The annoyance I felt has built into anger. I really should just throw away the mountain of toys I have organized and reorganized for the tenth time today. Directing the children to clean up their mess only works for the first five minutes before they are back to playing and making a bigger mess. My day started at five in the morning. Three if you count waking up with my two year old who came searching me for me in the middle of the night. I am currently doing contract work for a partner corporation and my days go from ten to twelve hours depending on family obligations. When i walked in at almost seven this evening my house was a wreck. Toys, snack wrappers and clothing strewn everywhere.
The sight instantly brought on a mild anxiety attack. After almost fifteen years since my first apartment, I have learned that chaos and disorganization in any physical environment immediately bleeds into my brain, paralyzing my productivity and stealing my sanity. I despise a messy house. Cleaning for me is almost therapeutic. The finished product gives me a deep sense of satisfaction like nothing else even if the process is not always my idea of fun.
I took my shoes off, drop my purse on the couch and immediately began the cleanup process. After the living room looked livable again, I attacked the kitchen with vigor. Dirty dishes were enemies to be vanquished; food stains and crumbs were obliterated with an arsenal of brooms, mops and cleanser. Then it was time to make dinner. Nothing fancy – salmon and brown rice for my husband, pasta and sauce for the kids. After dinner, I washed the few dishes left and hurried the kids upstairs for baths and pajamas. My day officially ended when they fell asleep – a circus that typically winds down anywhere between 9:30 and 11:30 in the evening.

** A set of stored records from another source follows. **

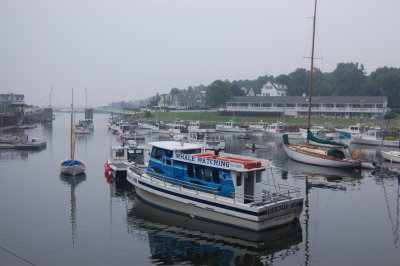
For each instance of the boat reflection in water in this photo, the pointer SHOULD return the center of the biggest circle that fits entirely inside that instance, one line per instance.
(179, 239)
(73, 181)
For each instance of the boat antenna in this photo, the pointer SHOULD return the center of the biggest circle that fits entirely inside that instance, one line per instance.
(311, 70)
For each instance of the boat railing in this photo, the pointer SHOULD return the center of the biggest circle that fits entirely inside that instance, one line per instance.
(281, 191)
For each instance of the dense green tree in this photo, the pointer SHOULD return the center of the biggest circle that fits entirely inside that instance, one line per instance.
(217, 93)
(236, 90)
(175, 91)
(298, 82)
(385, 81)
(349, 78)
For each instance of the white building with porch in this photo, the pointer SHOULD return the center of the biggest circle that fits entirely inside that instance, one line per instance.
(297, 106)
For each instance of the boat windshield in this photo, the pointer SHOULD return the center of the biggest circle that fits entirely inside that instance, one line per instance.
(192, 151)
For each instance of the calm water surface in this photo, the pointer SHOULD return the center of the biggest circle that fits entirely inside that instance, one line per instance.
(349, 217)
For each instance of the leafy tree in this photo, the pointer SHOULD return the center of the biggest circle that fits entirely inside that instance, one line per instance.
(175, 91)
(236, 90)
(349, 78)
(298, 82)
(217, 93)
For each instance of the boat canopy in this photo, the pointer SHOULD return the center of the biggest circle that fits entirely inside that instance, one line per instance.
(310, 136)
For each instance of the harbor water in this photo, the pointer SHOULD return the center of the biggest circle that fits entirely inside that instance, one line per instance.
(350, 217)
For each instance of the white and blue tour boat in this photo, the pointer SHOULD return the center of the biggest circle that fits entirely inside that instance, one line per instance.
(217, 187)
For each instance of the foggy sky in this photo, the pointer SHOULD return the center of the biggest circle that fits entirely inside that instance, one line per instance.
(130, 50)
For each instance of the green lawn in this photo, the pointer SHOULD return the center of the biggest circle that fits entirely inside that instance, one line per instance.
(213, 116)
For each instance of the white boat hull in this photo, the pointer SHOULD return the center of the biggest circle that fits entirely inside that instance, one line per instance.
(374, 142)
(72, 170)
(291, 135)
(319, 160)
(230, 129)
(392, 156)
(210, 207)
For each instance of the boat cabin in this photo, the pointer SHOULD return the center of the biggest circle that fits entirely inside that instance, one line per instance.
(119, 154)
(187, 164)
(275, 127)
(136, 155)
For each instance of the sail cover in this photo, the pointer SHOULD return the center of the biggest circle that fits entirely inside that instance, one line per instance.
(310, 136)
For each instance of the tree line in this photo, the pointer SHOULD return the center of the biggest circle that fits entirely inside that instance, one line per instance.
(348, 79)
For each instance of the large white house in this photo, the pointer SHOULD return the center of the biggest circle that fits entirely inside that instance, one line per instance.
(273, 89)
(322, 106)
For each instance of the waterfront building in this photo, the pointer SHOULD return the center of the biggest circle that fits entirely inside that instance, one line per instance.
(11, 109)
(11, 99)
(273, 89)
(297, 106)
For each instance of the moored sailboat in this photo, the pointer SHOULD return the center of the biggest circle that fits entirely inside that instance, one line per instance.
(72, 166)
(310, 154)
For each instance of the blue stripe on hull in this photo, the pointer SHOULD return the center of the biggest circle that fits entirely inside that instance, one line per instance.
(257, 214)
(206, 219)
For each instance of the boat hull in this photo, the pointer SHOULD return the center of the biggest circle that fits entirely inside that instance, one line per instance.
(392, 156)
(293, 135)
(72, 170)
(375, 142)
(319, 160)
(211, 209)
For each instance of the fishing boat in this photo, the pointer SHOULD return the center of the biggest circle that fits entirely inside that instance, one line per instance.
(218, 187)
(72, 166)
(319, 156)
(391, 156)
(276, 130)
(257, 127)
(177, 128)
(310, 154)
(230, 126)
(346, 133)
(374, 138)
(117, 163)
(209, 139)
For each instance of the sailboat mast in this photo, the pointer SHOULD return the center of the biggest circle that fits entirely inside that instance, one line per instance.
(311, 68)
(72, 125)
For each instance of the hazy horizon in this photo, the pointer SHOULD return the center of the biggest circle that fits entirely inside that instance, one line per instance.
(130, 50)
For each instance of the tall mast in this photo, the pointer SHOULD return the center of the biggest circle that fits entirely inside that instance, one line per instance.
(86, 97)
(72, 128)
(311, 69)
(51, 93)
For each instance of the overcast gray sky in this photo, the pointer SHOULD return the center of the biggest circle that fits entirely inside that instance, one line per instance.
(130, 50)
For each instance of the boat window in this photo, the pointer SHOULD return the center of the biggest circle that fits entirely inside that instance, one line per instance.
(215, 176)
(190, 171)
(119, 153)
(156, 153)
(238, 180)
(207, 174)
(258, 177)
(168, 153)
(198, 173)
(193, 151)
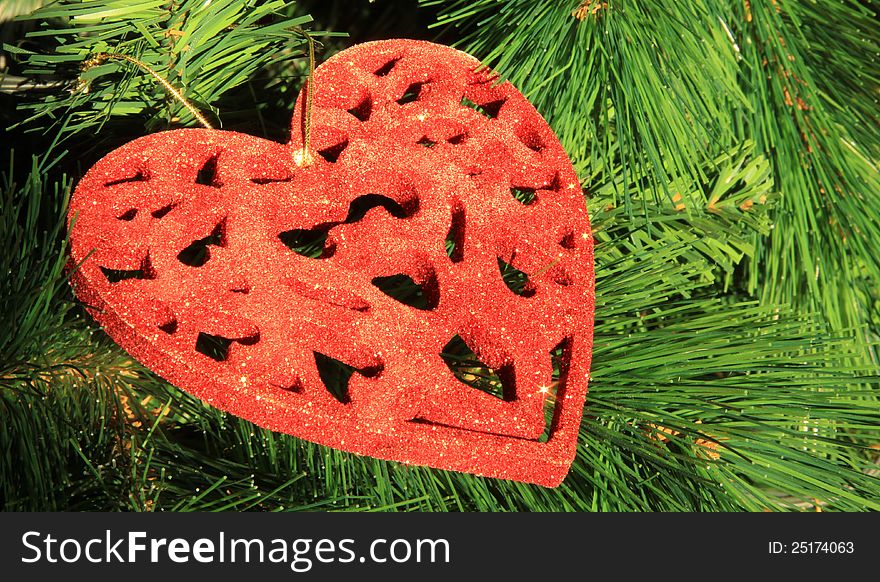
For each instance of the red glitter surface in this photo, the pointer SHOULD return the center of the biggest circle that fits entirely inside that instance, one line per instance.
(182, 235)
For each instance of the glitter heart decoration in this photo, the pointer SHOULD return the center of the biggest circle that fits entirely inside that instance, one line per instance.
(345, 302)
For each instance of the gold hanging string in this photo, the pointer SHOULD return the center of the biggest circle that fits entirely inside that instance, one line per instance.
(100, 58)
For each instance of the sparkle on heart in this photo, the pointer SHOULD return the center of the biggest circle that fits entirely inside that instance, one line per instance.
(250, 282)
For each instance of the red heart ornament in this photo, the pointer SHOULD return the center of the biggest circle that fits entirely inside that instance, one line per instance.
(225, 267)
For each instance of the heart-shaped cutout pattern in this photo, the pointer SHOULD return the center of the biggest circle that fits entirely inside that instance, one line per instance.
(261, 286)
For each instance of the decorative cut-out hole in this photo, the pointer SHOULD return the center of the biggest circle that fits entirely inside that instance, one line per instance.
(207, 175)
(128, 215)
(468, 369)
(490, 109)
(530, 138)
(516, 280)
(333, 296)
(214, 346)
(402, 288)
(140, 176)
(160, 212)
(455, 237)
(363, 110)
(197, 253)
(523, 195)
(412, 93)
(310, 243)
(386, 68)
(364, 203)
(145, 271)
(332, 153)
(561, 278)
(169, 327)
(336, 374)
(272, 180)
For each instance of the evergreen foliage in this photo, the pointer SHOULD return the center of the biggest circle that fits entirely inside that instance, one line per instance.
(729, 157)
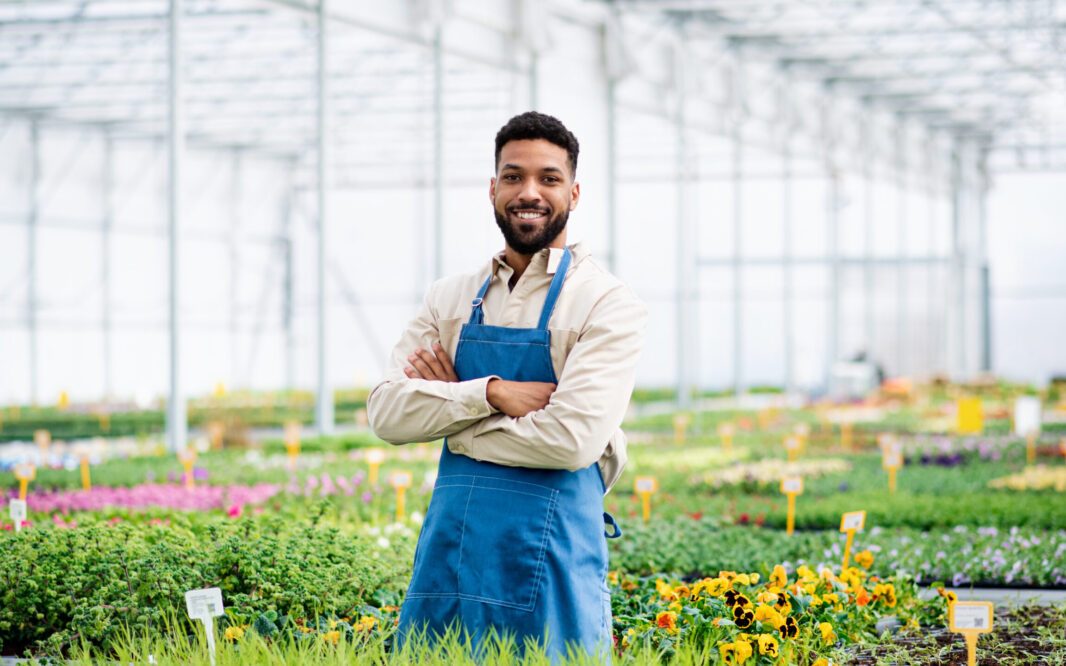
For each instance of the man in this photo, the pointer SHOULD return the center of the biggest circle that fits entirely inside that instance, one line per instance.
(545, 345)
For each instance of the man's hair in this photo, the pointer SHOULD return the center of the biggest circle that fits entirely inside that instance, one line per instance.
(533, 125)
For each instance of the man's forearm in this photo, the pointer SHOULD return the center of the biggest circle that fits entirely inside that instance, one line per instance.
(413, 410)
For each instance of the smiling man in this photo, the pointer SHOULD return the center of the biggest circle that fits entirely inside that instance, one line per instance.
(545, 345)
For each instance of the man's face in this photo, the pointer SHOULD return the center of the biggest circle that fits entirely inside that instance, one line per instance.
(532, 194)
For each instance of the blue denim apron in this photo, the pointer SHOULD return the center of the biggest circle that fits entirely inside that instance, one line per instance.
(510, 550)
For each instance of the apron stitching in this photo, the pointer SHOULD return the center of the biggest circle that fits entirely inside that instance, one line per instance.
(544, 548)
(458, 565)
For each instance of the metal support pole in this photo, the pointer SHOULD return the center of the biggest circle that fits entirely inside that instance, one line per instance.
(683, 258)
(787, 264)
(986, 310)
(323, 402)
(612, 177)
(955, 297)
(108, 223)
(287, 287)
(902, 367)
(533, 75)
(833, 222)
(868, 283)
(236, 208)
(738, 220)
(31, 257)
(176, 417)
(438, 157)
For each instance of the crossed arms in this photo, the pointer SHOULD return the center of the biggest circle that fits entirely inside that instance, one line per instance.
(515, 423)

I am tired. I am tired of working 50 hour weeks outside my home only to turn around and work another 40 hours maintaining our household. I’m tired of not getting a break between roles to just sit and breathe and remember who I am outside of wife and mother. I’m tired of killing myself trying to be everything my family can possibly need and having nothing left for myself. Mostly I am tired of not being helped. Who helps the helper? Who gives me “a night off” when the weight of the world is on my shoulders?
So far, no one.
Sometimes I watch my husband with a mix of envy and rage. How come he gets to sleep when he comes home from a 15 hour day and I don’t? Who dealt these cards anyway? Why do we live in a household of four people and I’m the only one who cleans? Again, who helps the helper? The rage climbs on and on as I can literally feel my blood boiling.
It’s not fair. He knows I need help and he won’t help me. My thoughts crash into one another and all I want to do is scream, cry or break something. I’m tired of being needed. I want a break.
“Babe, you’re doing a great job with the kids. i really appreciate all that you’ve done to make things run smoothly at home. I’m lucky to have you,” the man I love says casually as he wraps me in a hug.
And just like that, the rage dissipates. All I know is his arms around me and all of a sudden the world makes sense again. A few words of affirmation and my once rebellious heart is perfectly content.
It doesn’t take much. But it does take effort.